A programmer trying to decide how to perform a particular computation generally has a range of algorithms to choose from, and which will work best depends on the data it’s handling and the hardware it’s running on. Together with professor of applied mathematics Alan Edelman, Amarasinghe has developed a language called PetaBricks that allows programmers to specify different ways to perform the same computation. When a PetaBricks program launches, it performs a series of measurements to determine which types of operations will work best on that machine under what circumstances. Although PetaBricks could offer mild advantages even on single-core computers, Amarasinghe explains, it’s much more useful on multicore machines. On a single-core machine, one way of performing a computation might, in rare cases, prove two or three times as efficient as another; but because of the complexities of parallel computing, the difference on a multicore machine could be a factor of 100 or more.

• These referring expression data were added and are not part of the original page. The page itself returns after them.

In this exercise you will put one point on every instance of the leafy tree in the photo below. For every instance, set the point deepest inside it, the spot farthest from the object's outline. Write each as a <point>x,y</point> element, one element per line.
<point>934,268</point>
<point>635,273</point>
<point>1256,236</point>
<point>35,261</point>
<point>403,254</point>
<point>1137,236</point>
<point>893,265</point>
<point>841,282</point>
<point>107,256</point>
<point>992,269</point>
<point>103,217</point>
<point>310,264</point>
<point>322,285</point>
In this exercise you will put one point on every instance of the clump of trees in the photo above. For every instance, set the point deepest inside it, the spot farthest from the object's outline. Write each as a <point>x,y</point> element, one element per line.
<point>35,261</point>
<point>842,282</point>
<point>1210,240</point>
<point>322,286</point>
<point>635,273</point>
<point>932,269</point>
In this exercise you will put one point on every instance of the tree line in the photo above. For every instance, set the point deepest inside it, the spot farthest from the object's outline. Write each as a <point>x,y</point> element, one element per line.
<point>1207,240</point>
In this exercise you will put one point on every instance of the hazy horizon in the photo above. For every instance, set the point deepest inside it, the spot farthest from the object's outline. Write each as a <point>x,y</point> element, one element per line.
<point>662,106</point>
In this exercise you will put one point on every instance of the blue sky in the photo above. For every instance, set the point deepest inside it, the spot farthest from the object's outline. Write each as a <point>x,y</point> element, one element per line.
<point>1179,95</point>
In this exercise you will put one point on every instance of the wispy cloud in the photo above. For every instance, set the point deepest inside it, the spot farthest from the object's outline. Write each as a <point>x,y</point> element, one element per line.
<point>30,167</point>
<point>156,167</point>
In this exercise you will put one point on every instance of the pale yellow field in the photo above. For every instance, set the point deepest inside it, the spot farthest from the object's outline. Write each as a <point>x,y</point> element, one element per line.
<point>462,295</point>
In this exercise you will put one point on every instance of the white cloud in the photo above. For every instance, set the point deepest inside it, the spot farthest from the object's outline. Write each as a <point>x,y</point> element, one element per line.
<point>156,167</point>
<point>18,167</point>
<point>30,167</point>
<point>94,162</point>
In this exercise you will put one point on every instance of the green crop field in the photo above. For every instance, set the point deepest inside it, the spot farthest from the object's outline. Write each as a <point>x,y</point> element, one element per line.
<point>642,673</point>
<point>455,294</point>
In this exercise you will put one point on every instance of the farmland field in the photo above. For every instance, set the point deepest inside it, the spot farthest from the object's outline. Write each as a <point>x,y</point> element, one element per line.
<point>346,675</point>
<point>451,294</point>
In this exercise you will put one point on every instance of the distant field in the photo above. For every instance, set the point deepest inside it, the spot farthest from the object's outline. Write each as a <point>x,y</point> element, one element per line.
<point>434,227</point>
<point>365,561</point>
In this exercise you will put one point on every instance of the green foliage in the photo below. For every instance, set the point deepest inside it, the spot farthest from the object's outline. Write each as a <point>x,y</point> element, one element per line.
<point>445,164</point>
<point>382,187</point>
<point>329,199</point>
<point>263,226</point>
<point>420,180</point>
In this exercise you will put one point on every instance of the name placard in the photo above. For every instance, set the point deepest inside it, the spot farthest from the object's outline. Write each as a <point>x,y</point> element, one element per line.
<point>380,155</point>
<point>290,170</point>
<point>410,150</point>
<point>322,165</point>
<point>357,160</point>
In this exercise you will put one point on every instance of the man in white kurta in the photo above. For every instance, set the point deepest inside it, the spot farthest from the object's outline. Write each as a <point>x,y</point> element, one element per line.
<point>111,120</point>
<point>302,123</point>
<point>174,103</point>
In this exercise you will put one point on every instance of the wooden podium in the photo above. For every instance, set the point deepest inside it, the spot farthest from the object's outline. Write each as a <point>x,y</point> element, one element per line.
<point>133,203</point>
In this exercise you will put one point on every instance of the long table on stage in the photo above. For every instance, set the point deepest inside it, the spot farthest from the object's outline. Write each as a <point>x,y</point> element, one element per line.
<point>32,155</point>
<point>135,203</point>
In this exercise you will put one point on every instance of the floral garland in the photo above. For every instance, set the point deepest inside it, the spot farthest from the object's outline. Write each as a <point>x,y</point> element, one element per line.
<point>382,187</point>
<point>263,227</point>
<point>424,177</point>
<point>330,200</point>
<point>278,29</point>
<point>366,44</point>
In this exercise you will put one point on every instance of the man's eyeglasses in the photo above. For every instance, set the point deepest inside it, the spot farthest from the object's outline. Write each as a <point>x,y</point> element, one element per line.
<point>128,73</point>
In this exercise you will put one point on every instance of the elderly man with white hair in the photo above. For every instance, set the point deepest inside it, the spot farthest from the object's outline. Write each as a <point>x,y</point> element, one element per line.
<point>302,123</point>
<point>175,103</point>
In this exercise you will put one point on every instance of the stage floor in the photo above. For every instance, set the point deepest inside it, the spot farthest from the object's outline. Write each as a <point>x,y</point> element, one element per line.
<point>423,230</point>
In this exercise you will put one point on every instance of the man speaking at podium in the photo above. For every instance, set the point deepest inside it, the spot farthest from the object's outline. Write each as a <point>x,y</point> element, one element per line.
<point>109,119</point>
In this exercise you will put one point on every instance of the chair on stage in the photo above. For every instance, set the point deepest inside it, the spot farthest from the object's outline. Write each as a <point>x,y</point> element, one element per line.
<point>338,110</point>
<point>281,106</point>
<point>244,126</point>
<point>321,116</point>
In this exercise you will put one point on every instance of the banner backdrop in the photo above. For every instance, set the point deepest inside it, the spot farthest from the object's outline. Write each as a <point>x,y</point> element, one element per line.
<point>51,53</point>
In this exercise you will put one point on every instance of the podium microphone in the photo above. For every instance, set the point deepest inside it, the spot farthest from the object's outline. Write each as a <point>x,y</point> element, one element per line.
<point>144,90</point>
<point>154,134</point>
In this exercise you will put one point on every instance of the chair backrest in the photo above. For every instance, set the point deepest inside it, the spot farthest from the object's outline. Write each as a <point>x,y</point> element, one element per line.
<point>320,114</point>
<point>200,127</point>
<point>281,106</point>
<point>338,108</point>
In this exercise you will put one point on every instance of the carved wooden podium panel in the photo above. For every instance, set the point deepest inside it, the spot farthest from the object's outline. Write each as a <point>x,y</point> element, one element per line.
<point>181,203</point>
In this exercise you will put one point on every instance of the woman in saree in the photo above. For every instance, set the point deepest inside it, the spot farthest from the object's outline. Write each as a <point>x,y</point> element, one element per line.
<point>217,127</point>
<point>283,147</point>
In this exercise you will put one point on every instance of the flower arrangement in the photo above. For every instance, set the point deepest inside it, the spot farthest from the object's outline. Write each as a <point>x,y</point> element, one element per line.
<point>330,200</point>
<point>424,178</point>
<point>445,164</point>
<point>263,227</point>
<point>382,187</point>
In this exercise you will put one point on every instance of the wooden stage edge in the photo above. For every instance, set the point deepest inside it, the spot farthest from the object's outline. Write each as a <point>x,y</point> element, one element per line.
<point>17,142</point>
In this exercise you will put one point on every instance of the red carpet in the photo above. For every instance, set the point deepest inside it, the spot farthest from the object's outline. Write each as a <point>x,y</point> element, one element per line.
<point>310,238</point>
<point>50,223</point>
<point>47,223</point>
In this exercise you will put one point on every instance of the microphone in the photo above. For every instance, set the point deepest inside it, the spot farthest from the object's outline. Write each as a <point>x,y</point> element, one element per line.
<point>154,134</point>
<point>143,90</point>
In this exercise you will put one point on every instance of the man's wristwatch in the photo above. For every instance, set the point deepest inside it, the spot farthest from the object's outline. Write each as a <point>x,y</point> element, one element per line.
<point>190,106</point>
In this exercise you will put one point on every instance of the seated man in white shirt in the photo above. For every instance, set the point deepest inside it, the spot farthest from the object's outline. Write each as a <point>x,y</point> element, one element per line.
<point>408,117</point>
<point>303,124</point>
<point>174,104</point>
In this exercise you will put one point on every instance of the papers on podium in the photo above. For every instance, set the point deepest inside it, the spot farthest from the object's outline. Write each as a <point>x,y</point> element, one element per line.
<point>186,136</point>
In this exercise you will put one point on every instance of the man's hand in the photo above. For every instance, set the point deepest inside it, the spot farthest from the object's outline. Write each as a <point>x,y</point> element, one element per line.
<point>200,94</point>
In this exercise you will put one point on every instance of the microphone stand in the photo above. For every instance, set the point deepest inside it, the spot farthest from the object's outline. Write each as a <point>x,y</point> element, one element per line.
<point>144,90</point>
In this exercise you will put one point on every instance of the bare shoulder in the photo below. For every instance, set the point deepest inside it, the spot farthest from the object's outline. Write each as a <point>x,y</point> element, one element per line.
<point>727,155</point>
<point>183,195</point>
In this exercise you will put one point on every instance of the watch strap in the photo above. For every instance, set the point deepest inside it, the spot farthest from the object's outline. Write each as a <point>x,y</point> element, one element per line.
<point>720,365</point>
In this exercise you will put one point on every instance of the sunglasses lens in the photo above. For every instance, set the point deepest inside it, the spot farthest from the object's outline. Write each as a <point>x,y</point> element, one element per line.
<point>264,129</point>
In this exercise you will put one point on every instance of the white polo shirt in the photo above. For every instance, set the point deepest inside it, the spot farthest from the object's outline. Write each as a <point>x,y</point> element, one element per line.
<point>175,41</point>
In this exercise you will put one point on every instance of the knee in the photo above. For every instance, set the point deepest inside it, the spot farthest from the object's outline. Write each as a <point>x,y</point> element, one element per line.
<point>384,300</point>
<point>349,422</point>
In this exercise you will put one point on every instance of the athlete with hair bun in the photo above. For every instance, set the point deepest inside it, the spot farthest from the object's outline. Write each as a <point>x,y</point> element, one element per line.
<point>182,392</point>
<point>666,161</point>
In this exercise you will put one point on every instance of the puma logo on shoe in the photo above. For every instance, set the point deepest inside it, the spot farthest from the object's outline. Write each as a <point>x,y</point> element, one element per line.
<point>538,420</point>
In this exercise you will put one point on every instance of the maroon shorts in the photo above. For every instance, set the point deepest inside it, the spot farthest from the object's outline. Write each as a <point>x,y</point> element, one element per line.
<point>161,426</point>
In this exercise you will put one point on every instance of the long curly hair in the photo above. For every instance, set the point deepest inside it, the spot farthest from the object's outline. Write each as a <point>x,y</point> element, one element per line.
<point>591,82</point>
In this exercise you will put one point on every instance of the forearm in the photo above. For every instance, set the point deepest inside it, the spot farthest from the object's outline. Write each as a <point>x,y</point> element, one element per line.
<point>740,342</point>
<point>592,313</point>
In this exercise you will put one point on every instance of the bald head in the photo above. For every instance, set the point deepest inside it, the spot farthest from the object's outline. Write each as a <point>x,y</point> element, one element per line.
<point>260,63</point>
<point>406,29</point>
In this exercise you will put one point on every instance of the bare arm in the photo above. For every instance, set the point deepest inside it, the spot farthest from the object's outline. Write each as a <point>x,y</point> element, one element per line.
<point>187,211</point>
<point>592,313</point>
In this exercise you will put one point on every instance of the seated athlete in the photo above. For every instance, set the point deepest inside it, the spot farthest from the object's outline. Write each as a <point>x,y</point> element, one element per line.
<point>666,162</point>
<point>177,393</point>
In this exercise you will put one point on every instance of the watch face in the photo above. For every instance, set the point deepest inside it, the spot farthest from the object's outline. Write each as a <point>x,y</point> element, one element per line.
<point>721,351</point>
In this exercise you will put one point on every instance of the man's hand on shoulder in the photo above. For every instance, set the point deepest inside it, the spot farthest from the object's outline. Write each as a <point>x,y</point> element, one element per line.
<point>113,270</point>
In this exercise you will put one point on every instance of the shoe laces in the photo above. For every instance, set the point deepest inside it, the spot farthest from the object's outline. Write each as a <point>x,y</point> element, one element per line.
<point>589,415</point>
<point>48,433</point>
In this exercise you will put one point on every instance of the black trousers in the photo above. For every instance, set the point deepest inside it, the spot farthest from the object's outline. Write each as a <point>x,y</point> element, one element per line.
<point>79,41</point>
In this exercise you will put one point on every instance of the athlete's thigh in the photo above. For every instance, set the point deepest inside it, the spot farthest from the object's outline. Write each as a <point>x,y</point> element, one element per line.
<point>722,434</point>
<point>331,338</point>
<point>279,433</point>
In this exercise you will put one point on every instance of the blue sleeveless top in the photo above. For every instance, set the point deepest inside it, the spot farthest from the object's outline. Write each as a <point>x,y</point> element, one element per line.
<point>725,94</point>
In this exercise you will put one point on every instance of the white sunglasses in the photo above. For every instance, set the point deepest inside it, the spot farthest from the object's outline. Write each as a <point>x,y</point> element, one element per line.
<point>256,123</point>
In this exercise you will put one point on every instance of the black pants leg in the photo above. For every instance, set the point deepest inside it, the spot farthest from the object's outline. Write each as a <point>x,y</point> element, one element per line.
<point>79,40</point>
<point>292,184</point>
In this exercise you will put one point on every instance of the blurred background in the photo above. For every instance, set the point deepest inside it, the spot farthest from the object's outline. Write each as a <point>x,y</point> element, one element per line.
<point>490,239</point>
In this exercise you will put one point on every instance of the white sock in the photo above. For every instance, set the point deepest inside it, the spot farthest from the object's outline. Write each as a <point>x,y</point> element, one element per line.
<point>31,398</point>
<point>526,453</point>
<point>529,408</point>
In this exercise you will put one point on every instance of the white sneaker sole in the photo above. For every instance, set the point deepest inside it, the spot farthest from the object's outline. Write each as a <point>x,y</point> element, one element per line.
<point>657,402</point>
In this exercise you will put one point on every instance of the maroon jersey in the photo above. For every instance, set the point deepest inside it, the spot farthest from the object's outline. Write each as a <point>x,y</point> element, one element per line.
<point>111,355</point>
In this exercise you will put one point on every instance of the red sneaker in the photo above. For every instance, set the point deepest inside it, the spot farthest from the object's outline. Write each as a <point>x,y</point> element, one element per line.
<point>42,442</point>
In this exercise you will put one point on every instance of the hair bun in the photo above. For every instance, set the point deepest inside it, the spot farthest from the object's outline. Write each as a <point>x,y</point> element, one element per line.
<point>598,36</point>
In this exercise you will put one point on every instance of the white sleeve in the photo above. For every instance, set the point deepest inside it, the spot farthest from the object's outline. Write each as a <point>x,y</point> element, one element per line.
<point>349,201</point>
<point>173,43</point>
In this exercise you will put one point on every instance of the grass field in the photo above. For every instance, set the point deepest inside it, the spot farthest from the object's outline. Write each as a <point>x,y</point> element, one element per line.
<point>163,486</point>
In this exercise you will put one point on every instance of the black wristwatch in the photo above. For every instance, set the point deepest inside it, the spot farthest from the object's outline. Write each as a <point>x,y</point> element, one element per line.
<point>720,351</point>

One of the more radical parallel-programming proposals at the Computer Science and Artificial Intelligence Laboratory comes from in the lab of Panasonic Professor of Electrical Engineering Gerald Sussman. Traditionally, computer scientists have thought of computers as having two fundamental but distinct components: a logic circuit and a memory bank. In practice, that distinction has been complicated by evolving hardware designs, but for purposes of theoretical analysis, it’s generally taken for granted.
Sussman and his former postdoc Alexey Radul, who completed his PhD at MIT in 2009 and is now at the Hamilton Institute in Maynooth, Ireland, suggest that we instead envision a computer as a fleet of simple processors and memory cells, and programming as wiring those elements together in different patterns. That conception, Radul believes, would make it easier to design software to solve problems common in artificial intelligence, such as constraint-satisfaction problems, whose solutions need to meet several sometimes-contradictory conditions at once. Sudoku puzzles are a simple example.
Radul’s network is an abstraction, designed to make things easier for AI researchers: It could, in principle, be implemented on a single core. But it obviously lends itself to multicore computing. Either way, one of the central problems it poses is how to handle situations in which multiple processing units are trying to store different values in a shared memory cell. In his doctoral thesis, Radul demonstrated how to design memory cells that store information about data rather than storing the data themselves, much like a Sudoku solver who jots several possibilities in the corner of an empty square. But Radul acknowledges that designing the memory cells is just a first step in making his and Sussman’s system feasible. Reinventing computing from the ground up will take more work than that.